Step 2.3 - Adding Globals

Add the following two global variables below the constant variables.

MODEL = None
AUDIO_FILE = None

Step 2.4 - Adding Utility Methods

Add the following utility methods below the MODEL and AUDIO_FILE globals.

def read_audio_data(file: str) -> tuple[torch.Tensor, int]:
    audio, sampling_rate = torchaudio.load(file, normalize = True)
    return audio, sampling_rate

def resample(waveform: torch.Tensor, orig_sampling_rate: int) -> torch.Tensor:
    transform = torchaudio.transforms.Resample(orig_sampling_rate, TGT_SAMPLING_RATE)
    waveform = transform(waveform)
    return waveform[0]

Step 2.5 - Adding Callback Methods

There are five callback methods, each of which are bound to one of five user interface buttons:

When a given button is pressed, its respective callback method is called.

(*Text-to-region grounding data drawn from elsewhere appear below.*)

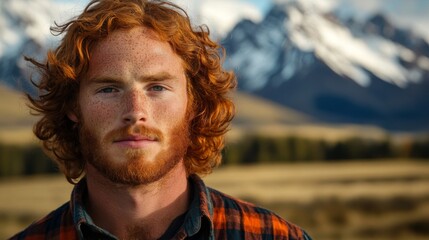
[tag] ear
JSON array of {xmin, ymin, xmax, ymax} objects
[{"xmin": 67, "ymin": 111, "xmax": 79, "ymax": 123}]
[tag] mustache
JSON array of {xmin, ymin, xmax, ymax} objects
[{"xmin": 106, "ymin": 125, "xmax": 163, "ymax": 142}]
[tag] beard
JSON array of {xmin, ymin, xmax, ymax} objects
[{"xmin": 79, "ymin": 118, "xmax": 190, "ymax": 186}]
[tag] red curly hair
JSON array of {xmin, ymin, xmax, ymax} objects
[{"xmin": 27, "ymin": 0, "xmax": 236, "ymax": 184}]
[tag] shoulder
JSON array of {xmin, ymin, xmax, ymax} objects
[
  {"xmin": 8, "ymin": 202, "xmax": 77, "ymax": 240},
  {"xmin": 208, "ymin": 188, "xmax": 311, "ymax": 240}
]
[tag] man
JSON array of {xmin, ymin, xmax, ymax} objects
[{"xmin": 11, "ymin": 0, "xmax": 311, "ymax": 239}]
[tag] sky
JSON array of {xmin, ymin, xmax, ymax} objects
[
  {"xmin": 336, "ymin": 0, "xmax": 429, "ymax": 40},
  {"xmin": 50, "ymin": 0, "xmax": 429, "ymax": 41}
]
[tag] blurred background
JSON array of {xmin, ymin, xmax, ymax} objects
[{"xmin": 1, "ymin": 0, "xmax": 429, "ymax": 239}]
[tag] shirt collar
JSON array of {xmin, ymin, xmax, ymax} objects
[
  {"xmin": 70, "ymin": 178, "xmax": 117, "ymax": 239},
  {"xmin": 69, "ymin": 175, "xmax": 214, "ymax": 239},
  {"xmin": 182, "ymin": 174, "xmax": 214, "ymax": 238}
]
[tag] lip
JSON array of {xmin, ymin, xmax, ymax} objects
[{"xmin": 113, "ymin": 135, "xmax": 157, "ymax": 148}]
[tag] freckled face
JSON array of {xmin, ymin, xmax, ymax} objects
[{"xmin": 73, "ymin": 27, "xmax": 190, "ymax": 185}]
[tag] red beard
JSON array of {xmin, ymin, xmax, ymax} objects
[{"xmin": 80, "ymin": 120, "xmax": 190, "ymax": 186}]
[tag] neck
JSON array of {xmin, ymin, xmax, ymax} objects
[{"xmin": 85, "ymin": 161, "xmax": 190, "ymax": 239}]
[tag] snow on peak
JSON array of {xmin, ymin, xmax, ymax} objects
[
  {"xmin": 285, "ymin": 1, "xmax": 421, "ymax": 88},
  {"xmin": 277, "ymin": 0, "xmax": 337, "ymax": 14},
  {"xmin": 170, "ymin": 0, "xmax": 264, "ymax": 39},
  {"xmin": 0, "ymin": 0, "xmax": 83, "ymax": 57},
  {"xmin": 199, "ymin": 0, "xmax": 263, "ymax": 38}
]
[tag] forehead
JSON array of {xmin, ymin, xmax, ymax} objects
[
  {"xmin": 85, "ymin": 26, "xmax": 184, "ymax": 80},
  {"xmin": 96, "ymin": 26, "xmax": 160, "ymax": 49}
]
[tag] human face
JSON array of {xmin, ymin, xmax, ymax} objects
[{"xmin": 70, "ymin": 27, "xmax": 190, "ymax": 185}]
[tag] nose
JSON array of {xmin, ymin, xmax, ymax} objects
[{"xmin": 122, "ymin": 88, "xmax": 147, "ymax": 125}]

Step 2.5.1 - Adding callback_select_model

Add the following code for the callback_select_model method:

def callback_select_model(e: object, args: list) -> None:
    global MODEL
    
    # Unpack widgets
    select_model_field = args[0]
    notification_label = args[1]

    # Open file dialog
    dir = filedialog.askdirectory()

    # Add `MODEL` to the `select_model_field` widget
    if dir:
        MODEL = dir
        select_model_field.configure({"text": MODEL})
        select_model_field.update()
    else:
        notification_label.configure({"text": GUI["notification_select_model"]})
        notification_label.update()

Step 2.5.2 - Adding callback_select_file

Add the following code for the callback_select_file method:

def callback_select_file(e: object, args: list) -> None:
    global AUDIO_FILE

    # Unpack widgets
    select_file_field = args[0]
    notification_label = args[1]

    if not MODEL:
        notification_label.configure({"text": GUI["notification_select_model"]})
        notification_label.update()
    else:
        # Open file dialog
        file = filedialog.askopenfilename()

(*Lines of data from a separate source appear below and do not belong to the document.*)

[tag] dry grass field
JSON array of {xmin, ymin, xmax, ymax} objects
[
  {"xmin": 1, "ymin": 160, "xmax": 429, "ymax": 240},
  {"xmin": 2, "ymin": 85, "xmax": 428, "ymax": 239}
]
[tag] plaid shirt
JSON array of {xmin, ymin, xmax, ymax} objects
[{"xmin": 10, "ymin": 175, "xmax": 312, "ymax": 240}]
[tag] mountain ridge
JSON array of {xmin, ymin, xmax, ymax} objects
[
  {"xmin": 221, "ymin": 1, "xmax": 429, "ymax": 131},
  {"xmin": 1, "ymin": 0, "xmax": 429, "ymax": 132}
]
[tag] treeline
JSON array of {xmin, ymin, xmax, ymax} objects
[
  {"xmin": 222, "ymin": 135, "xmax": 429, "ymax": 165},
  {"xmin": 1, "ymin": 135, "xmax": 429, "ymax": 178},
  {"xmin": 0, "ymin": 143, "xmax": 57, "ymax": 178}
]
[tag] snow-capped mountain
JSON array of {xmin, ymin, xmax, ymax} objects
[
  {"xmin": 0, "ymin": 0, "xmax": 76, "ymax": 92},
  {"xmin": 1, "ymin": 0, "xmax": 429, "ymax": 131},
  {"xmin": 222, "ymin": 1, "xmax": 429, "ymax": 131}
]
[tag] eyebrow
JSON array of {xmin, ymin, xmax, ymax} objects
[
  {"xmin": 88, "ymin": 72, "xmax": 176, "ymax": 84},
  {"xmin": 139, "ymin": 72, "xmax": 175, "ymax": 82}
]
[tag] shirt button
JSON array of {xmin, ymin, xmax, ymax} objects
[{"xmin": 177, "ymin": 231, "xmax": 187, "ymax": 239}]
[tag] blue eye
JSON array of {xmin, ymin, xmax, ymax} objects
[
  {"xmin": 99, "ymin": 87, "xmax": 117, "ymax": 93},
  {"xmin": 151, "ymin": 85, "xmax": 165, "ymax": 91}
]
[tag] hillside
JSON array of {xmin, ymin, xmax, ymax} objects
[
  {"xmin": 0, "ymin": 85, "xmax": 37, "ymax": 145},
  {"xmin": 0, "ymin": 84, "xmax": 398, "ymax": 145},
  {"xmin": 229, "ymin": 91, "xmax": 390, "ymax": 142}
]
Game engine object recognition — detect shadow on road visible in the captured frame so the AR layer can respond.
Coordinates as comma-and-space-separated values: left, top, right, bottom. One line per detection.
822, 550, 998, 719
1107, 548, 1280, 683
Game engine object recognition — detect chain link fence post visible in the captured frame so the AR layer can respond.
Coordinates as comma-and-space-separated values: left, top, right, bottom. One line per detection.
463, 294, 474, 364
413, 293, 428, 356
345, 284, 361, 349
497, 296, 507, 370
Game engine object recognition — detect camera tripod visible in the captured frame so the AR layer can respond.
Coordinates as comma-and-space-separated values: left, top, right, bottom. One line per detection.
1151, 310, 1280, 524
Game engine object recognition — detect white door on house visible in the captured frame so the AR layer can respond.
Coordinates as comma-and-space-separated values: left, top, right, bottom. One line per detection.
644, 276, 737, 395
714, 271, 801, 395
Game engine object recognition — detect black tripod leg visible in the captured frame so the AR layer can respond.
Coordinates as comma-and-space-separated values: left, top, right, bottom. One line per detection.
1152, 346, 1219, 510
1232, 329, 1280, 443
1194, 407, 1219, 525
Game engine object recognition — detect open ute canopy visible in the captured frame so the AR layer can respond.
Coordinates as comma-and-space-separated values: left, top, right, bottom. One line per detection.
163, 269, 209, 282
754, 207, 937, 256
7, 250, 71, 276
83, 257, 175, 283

        # Add `AUDIO_FILE` filename to the `select_file_field`
        if file:
            AUDIO_FILE = file
            select_file_field.configure({"text": AUDIO_FILE})
            select_file_field.update()
        else:
            notification_label.configure({"text": GUI["notification_select_audio_file"]})
            notification_label.update()

Step 2.5.3 - Adding callback_run_inference

Add the following code for the callback_run_inference method:

def callback_run_inference(e: object, args: list) -> None:
    global MODEL
    global AUDIO_FILE

    # Unpack widgets
    textbox = args[0]
    notification_label = args[1]
    save_to_file_button = args[2]
    reset_button = args[3]
    select_model_button = args[4]
    select_file_button = args[5]

    if not MODEL or not AUDIO_FILE:
        notification_label.configure({"text": GUI["notification_select_model_and_audio_file"]})
        notification_label.update()
    else:
        # Disable select model and select file buttons when running inference
        select_model_button.unbind("<Button>")
        select_file_button.unbind("<Button>")

        # Set the input list for the ASR pipline
        pipeline_input = []
        orig_audio, orig_sampling_rate = read_audio_data(AUDIO_FILE)
        resampled_audio = resample(orig_audio, orig_sampling_rate)
        pipeline_input.append({
            "raw": resampled_audio.numpy(),
            "sampling_rate": TGT_SAMPLING_RATE
        })

        # Initialize instance of ASR pipeline
        transcriber = pipeline("automatic-speech-recognition", chunk_length_s = CHUNK_LENGTH, stride_length_s = (STRIDE_START, STRIDE_END), model = MODEL)
        
        # Update notification
        notification_label.configure({"text": GUI["notification_running_inference"]})
        notification_label.update()

        # Set start time
        start_time = time.time()

        # Run inference
        transcription = transcriber(pipeline_input)

        # Set end time
        end_time = time.time()

        # Add transcription to text box
        textbox.insert("1.0", transcription[0]["text"])
        textbox.update()

        # Update notification
        notification_label.configure({"text": GUI["notification_finished_inference"].format(str(int(end_time - start_time)))})
        notification_label.update()        
        
        # Bind `save_to_file_button`
        save_to_file_button.bind("<Button>", lambda e, args = [textbox, notification_label]: callback_save_file(e, args))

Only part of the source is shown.